The private dinner, which local media says will be in a mansion on the edge of Beijing modeled after the baroque 17th century Chateau de Maisons-Laffitte in France, is expected to gather several dozen people.

The state-run Global Times newspaper said Wednesday that Pan Shiyi and Zhang Xin, chairman and CEO of property developer SOHO China, and Niu Gensheng, founder of Mengniu Dairy, were among the invitees.

Veteran actor Jet Li and tycoon Wang Chuanfu, who owns automaker BYD Co., are also among those likely to attend, the China Daily paper said.

There are at least 875,000 U.S. dollar millionaires in China, according to Shanghai-based analyst Rupert Hoogewerf, who studies China’s wealthy and compiles the country’s equivalent of the Forbes list. But over the past decade, the distribution of wealth has grown increasingly uneven — incomes averaged just $3,600 last year.

Buffett was also in China to attend a series of events by BYD Co. to highlight the company’s clean energy strategy. Buffett’s Berkshire Hathaway Inc. owns a 10 percent stake in BYD.

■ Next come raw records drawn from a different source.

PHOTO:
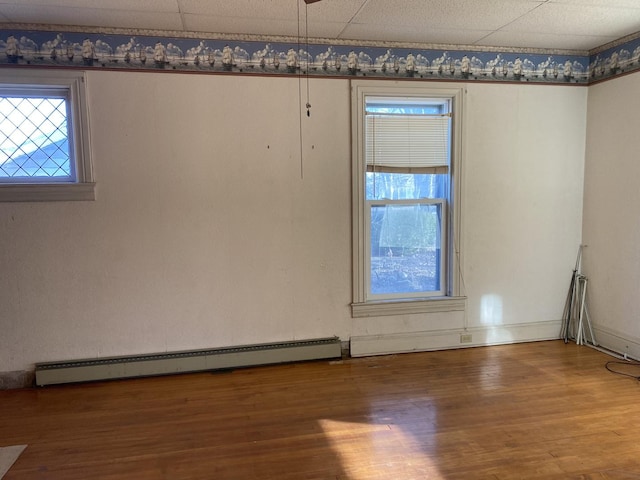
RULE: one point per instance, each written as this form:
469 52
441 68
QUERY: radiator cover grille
109 368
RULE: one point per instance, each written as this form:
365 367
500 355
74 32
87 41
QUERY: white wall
611 228
522 213
204 232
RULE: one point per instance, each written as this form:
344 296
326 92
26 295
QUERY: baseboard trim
17 379
367 345
167 363
620 343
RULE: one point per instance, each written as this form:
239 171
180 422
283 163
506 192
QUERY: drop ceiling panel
549 41
93 17
265 9
150 6
454 14
414 34
546 24
259 26
575 19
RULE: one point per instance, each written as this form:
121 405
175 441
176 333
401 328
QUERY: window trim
453 300
74 83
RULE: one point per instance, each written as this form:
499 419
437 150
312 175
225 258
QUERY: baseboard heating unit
52 373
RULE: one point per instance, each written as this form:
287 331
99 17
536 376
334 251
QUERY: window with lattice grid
44 138
34 139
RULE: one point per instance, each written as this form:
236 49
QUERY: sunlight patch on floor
380 448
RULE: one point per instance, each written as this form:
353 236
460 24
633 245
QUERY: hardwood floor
541 410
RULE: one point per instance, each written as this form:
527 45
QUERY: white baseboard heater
52 373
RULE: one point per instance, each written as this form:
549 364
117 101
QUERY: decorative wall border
288 56
615 60
87 50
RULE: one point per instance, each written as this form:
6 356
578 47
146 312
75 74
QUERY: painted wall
522 214
213 228
612 206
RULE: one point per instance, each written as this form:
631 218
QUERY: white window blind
407 143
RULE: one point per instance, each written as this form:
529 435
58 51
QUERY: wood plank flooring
541 410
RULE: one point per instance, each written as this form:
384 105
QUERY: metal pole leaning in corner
576 322
569 306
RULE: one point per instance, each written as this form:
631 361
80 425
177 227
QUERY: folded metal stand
576 322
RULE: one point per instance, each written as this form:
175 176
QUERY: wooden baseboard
449 339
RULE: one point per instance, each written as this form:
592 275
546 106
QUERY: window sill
406 307
47 192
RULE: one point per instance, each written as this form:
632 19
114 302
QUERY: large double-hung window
406 158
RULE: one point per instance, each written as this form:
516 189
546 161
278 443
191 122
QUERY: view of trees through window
407 214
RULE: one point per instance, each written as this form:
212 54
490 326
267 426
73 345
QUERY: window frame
72 84
452 300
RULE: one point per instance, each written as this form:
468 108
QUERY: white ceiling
540 24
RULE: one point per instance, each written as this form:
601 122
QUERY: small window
44 141
406 198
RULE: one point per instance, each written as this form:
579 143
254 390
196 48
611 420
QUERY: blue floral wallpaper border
161 53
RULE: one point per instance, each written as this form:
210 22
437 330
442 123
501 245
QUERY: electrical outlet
466 338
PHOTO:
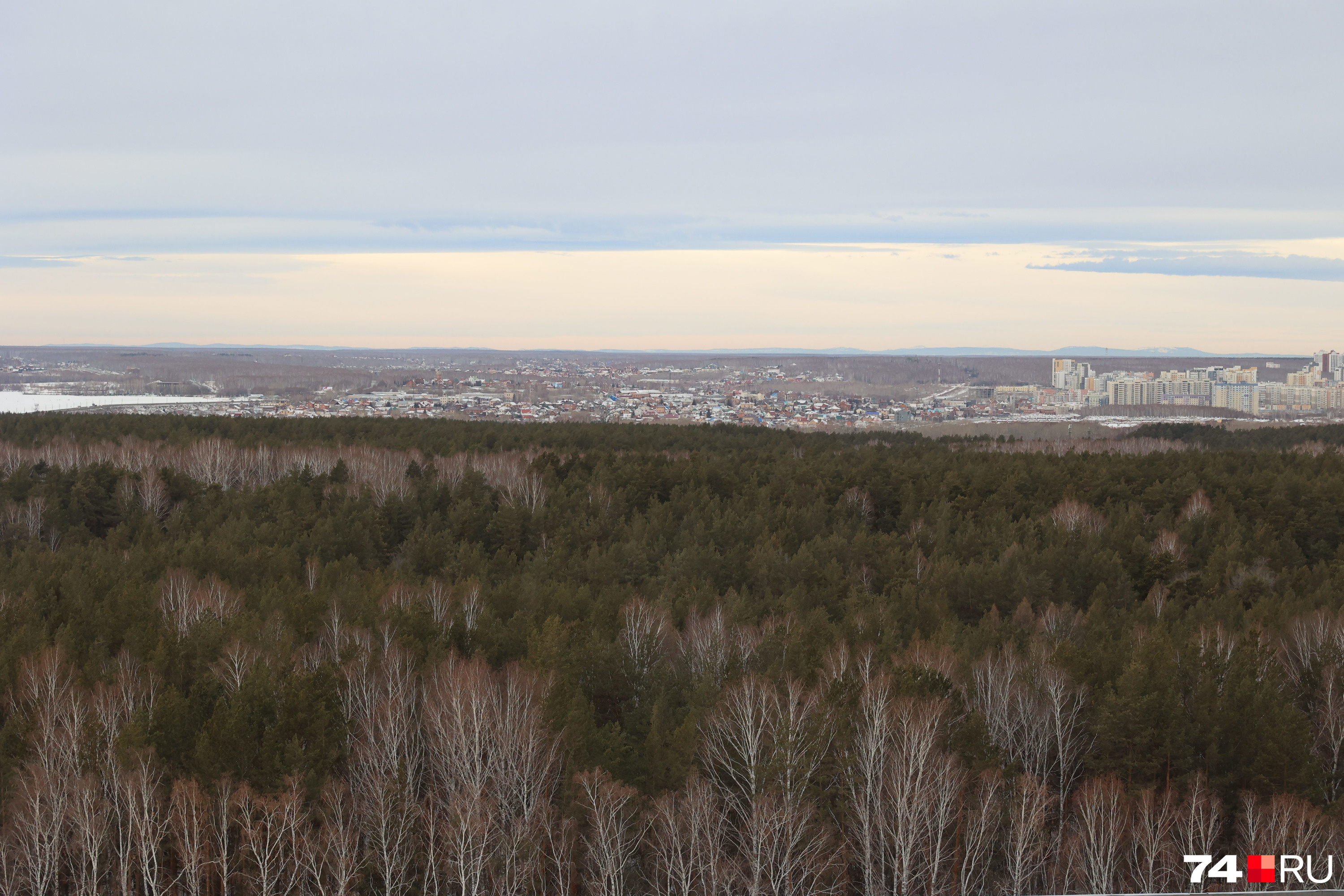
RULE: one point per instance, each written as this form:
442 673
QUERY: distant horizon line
1082 351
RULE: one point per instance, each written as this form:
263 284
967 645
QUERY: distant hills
961 351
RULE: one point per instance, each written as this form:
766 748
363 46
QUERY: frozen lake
23 404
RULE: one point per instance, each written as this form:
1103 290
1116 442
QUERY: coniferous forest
401 657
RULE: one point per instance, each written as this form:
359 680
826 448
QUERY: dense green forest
435 657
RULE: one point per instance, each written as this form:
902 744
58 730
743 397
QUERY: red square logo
1260 870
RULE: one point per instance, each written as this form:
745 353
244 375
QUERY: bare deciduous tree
612 835
189 821
1098 828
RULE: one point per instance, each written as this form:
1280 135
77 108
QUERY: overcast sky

At an event Wednesday in Beijing, BYD announced it would donate 1,000 sets of electricity storage systems for houses in remote areas of Tibet.

“We take for granted having electricity. Many families haven’t had electricity. It can change the world,” Buffett said.

The Bill and Melinda Gates Foundation office in China said earlier this month that some invitees to the dinner had asked if they would be required to pledge donations.

This prompted the two billionaires to issue a letter last week, carried by the official Xinhua News Agency, saying that while 40 super-wealthy American families have signed what they call the “giving pledge” at the urging of Gates and Buffett, the drive was not necessarily suited to China.

“We know that the Giving Pledge is just one approach to philanthropy, and we do not know if it’s the right path forward for China,” they wrote in the letter.

Gates and Buffett, who has pledged to give most of his fortune to charity over time with the biggest chunk going to the Gates Foundation, said they just wanted to share experiences with China’s successful businesspeople. But they noted the country’s newly minted wealthy were at a key moment when they could make a significant impact.